1.Die im primarschulpflichtigen Alter stehenden Schüler der st. gallischen Höfe Burgstock und Ruhhalden besuchen die Primarschule Fischenthal, sofern die Eltern nicht ausdrücklich wünschen, dass ihre Kinder die Schulpflicht in der Schule Mühlrüti erfüllen.

2.In ihren Rechten und Pflichten sind die Kinder der beiden st. gallischen Höfe den Schülern der zürcherischen Schule Fischenthal gleichgestellt. Ausgenommen ist dabei die in der zürcherischen Gesetzgebung vorgesehene Fürsorge für anormale Kinder.

3.Die Bewohner der Höfe entrichten ihre Schulsteuern nach Mühlrüti. Den stimmberechtigten Bürgern wird das Stimmrecht bei den Lehrerwahlen der Schule Fischenthal eingeräumt.

4.Die Schulgemeinde Mühlrüti entrichtet der Schulgemeinde Fischenthal für jeden Schüler, der die Primarschule Fischenthal besucht, eine jährliche Entschädigung von Fr. 70. In diesem Betrag sind die Ausgaben der Schule für die Lehrmittel und Schulmaterialien und den Mädchenhandarbeitsunterricht inbegriffen. Der Kanton Zürich als solcher verzichtet auf eine Entschädigung an seine Leistungen an die Schule Fischenthal.

5.Zum Zwecke der Festsetzung des Beitrages berichtet die Schulpflege Fischenthal der Schulbehörde Mühlrüti zu Anfang des Schuljahres die Zahl der Schüler der Höfe ein, die die dortige Schule besuchen. Die Ausrichtung des rechnungsmässigen Betrages erfolgt für das laufende Schuljahr zu gleichen Teilen jeweilen auf Ende Juni und Ende Dezember. Allfällige Änderungen in der Zahl der die Schule Fischenthal besuchenden Schüler der Höfe finden bei Entrichtung der zweiten Rate angemessene Berücksichtigung.

6.Das Erziehungsdepartement des Kantons St. Gallen und die Erziehungsdirektion des Kantons Zürich wachen über die Ausführung.

7.Die Vereinbarung tritt auf 1. Mai 1929 in Kraft. Sie hat Gültigkeit für die Dauer von fünf Jahren. Nach Ablauf dieser Dauer kann sie unter Beachtung einer sechsmonatigen Frist jeweilen auf den 1. Mai gekündigt werden. Bleibt die Kündigungsfrist unbeachtet, so dauert die Vereinbarung stillschweigend fort.

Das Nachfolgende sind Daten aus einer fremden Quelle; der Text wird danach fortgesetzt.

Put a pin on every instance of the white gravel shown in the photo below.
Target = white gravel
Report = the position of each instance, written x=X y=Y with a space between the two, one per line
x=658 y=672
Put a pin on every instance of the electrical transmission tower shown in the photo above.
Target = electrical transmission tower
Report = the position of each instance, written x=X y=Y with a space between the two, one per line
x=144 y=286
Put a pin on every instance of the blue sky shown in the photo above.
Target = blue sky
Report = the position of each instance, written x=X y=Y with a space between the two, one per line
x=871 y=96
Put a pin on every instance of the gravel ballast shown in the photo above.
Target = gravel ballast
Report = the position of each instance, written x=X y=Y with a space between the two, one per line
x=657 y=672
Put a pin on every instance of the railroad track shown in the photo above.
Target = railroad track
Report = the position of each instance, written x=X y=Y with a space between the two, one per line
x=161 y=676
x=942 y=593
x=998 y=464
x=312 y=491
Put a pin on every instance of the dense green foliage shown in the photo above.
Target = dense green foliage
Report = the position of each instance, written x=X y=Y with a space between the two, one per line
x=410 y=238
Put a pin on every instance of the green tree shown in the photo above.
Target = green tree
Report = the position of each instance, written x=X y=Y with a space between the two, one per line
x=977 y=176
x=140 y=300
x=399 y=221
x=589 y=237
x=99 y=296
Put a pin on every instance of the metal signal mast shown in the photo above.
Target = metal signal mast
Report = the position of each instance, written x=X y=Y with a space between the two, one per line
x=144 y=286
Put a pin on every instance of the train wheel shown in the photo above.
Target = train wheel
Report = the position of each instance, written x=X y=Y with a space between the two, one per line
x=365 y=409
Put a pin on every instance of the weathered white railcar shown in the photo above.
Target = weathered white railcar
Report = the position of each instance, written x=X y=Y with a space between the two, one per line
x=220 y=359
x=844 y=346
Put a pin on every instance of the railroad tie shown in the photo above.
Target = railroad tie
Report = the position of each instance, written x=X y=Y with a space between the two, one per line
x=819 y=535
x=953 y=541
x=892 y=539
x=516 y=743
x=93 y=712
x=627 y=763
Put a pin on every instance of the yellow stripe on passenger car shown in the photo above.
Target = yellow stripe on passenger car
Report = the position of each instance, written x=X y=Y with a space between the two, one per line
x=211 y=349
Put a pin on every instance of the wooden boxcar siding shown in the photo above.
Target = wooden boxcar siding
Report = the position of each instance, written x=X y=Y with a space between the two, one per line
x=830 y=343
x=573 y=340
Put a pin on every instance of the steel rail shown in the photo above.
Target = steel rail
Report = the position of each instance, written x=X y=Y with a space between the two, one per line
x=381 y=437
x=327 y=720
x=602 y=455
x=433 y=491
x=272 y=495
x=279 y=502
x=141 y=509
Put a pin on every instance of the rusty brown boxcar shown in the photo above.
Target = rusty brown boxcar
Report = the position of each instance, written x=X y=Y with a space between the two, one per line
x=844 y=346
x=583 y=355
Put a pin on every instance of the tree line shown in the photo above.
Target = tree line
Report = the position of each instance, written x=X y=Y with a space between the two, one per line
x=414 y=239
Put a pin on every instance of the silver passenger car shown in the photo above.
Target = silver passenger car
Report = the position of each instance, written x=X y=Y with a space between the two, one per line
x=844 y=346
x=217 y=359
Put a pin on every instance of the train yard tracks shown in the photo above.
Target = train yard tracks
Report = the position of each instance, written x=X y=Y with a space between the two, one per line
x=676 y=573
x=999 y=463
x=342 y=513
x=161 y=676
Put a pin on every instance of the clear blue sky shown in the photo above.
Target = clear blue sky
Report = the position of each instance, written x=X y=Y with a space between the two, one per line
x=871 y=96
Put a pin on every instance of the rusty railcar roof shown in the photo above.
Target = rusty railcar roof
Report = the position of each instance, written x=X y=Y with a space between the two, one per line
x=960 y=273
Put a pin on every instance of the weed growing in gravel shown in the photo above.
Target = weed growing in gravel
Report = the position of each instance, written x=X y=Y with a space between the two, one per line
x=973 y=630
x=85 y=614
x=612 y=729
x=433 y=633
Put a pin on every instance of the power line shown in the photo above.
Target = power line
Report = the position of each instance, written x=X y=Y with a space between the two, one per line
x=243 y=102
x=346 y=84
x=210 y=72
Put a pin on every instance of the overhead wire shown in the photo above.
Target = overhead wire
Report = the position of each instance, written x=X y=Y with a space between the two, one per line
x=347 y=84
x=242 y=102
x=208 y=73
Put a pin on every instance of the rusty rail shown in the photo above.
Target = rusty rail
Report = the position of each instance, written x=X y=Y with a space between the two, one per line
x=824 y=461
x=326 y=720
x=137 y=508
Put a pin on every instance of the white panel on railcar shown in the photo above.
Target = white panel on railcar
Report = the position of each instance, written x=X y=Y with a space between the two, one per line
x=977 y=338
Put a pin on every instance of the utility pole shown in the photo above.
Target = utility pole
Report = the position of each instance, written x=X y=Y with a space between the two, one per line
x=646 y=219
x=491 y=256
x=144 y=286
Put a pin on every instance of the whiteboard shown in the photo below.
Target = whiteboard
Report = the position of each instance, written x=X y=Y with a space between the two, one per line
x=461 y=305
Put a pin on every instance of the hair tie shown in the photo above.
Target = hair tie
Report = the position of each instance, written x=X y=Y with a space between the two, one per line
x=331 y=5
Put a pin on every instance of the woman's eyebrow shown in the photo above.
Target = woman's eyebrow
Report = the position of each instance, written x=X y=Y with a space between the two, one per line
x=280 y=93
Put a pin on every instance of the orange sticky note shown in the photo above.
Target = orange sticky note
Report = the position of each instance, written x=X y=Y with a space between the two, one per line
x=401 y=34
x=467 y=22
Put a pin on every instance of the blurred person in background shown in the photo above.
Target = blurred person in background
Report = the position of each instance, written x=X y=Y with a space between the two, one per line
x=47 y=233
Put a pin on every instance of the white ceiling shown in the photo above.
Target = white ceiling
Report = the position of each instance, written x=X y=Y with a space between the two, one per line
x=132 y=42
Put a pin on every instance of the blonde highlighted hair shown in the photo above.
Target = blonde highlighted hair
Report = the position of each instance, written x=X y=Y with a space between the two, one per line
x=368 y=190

8.Für den allfälligen Besuch der Sekundarschule Fischenthal seitens der Höfe Burgstock und Ruhhalden bleiben weitere Vereinbarungen im einzelnen Fall vorbehalten.


[1] OS 34, 183 und GS III, 136.

[2] Vom Regierungsrat des Kantons Zürich am 17. Januar 1929, vom Regierungsrat des Kantons St. Gallen am 19. Februar 1929 genehmigt.